Rising to the challenge of eliminating sexual harassment

Mike Clancy · 2 June 2020

When the #MeToo movement came to prominence in 2017, with the Harvey Weinstein scandal, we immediately saw its relevance to our members in the creative industries.

As it spread through Westminster, the charity sector, and into science and technology, it quickly became clear that sexual harassment is a whole-union issue, and it’s a big one.

A majority of women (and a significant minority of men) in the UK have been sexually harassed at work. It’s worse in some settings, such as male-dominated occupations, hierarchical organisations, or where there are blurred boundaries between work and leisure.

And it’s worse for some demographic groups, such as young workers, LGBT workers, or minority ethnic groups. There are huge consequences for individuals, of course, but also for their employers.

Sexual harassment is not a niche interest – it’s a core trade union issue.

Our response to the #MeToo movement was to create a set of resources that go beyond simply enumerating the problems and start offering solutions. This week, we publish the second edition of the guide, updated with the insights gained from two years’ of deployment and education in our members’ workplaces.

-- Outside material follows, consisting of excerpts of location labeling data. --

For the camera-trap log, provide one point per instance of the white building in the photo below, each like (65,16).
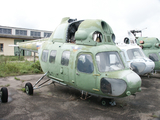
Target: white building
(12,35)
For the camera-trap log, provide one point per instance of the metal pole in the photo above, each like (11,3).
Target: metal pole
(34,57)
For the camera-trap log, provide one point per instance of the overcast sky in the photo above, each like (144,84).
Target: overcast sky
(121,15)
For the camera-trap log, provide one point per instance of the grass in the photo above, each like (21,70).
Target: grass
(5,85)
(10,68)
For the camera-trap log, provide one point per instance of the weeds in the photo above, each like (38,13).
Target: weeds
(5,85)
(10,68)
(16,78)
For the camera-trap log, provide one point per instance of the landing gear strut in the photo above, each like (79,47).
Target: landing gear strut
(85,95)
(107,102)
(29,88)
(4,94)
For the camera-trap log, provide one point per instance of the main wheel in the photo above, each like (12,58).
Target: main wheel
(29,88)
(4,96)
(105,101)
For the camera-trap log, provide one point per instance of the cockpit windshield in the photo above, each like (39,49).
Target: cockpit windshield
(109,61)
(135,53)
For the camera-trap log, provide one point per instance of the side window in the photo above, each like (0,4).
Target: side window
(85,63)
(65,58)
(153,57)
(45,55)
(52,56)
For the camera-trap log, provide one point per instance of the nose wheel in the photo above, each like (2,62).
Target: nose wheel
(29,88)
(4,94)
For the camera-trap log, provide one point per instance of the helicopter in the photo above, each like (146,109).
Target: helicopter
(135,57)
(150,47)
(4,94)
(81,54)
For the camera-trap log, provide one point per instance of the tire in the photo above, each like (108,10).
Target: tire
(29,88)
(4,96)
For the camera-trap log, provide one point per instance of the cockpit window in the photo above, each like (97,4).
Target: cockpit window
(135,53)
(97,36)
(109,61)
(153,57)
(65,58)
(85,63)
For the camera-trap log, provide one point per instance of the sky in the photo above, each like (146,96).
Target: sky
(121,15)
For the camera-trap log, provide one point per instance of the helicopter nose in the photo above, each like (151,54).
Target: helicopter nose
(134,83)
(138,67)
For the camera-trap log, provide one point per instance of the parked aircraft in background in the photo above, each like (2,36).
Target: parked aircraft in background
(82,55)
(136,59)
(134,56)
(150,47)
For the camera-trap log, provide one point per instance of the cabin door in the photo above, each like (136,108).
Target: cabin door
(85,72)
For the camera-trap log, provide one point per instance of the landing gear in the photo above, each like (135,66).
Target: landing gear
(29,88)
(107,102)
(4,94)
(85,95)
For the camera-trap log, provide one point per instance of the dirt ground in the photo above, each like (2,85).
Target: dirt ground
(61,102)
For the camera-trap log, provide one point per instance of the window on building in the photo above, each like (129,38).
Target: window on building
(35,34)
(65,58)
(5,31)
(47,34)
(21,32)
(85,63)
(52,56)
(45,55)
(1,47)
(153,57)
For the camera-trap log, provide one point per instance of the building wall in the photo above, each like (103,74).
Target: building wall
(6,49)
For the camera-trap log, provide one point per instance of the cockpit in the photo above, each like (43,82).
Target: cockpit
(109,61)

Our informed and practical approach has earned us invitations to discuss the issue with employers and industry bodies who share our goal to eliminate sexual harassment. We have pushed them hard: to reflect candidly, to challenge their own thinking, and to hear some uncomfortable truths.

We too – all trade unions – have cause for reflection.

We share many workplace characteristics with the industries we represent, that constitute risks for sexual harassment.

We know that sexual harassment is both endemic and vastly underreported, so we cannot afford to be complacent based on the absence of disclosures. Nor can we count on our ‘higher purpose’ to protect us: we’ve learned that from the fallout of the Oxfam and Save The Children scandals.

We must, therefore, set ourselves the same challenge that we put to the employers we work with: create a respectful workplace culture that suppresses all forms of bullying, harassment and discrimination; a culture where every member feels confident to challenge behaviours that make them feel uncomfortable, and every member knows that they will be supported right to the top of the union.

Culture is a collective attribute. It must be powered by the grass roots of our movement: you, our members, and reps. It will be up to you to identify and challenge behaviours that undermine our shared values of respect and inclusion.

And I give you my personal commitment that you will not stand alone when you do. Culture is powered by the grass roots, but it’s steered by the tone and the expectations of leadership.

So let me make this unmistakably clear: we do not tolerate sexual harassment. There is no place in Prospect for sexism of any kind. There is no place for bullying, harassment or discrimination.

I expect every one of you – members, reps and staff – to help make our union workspaces exemplars of dignity and respect. And you should expect nothing less from me and your union in return.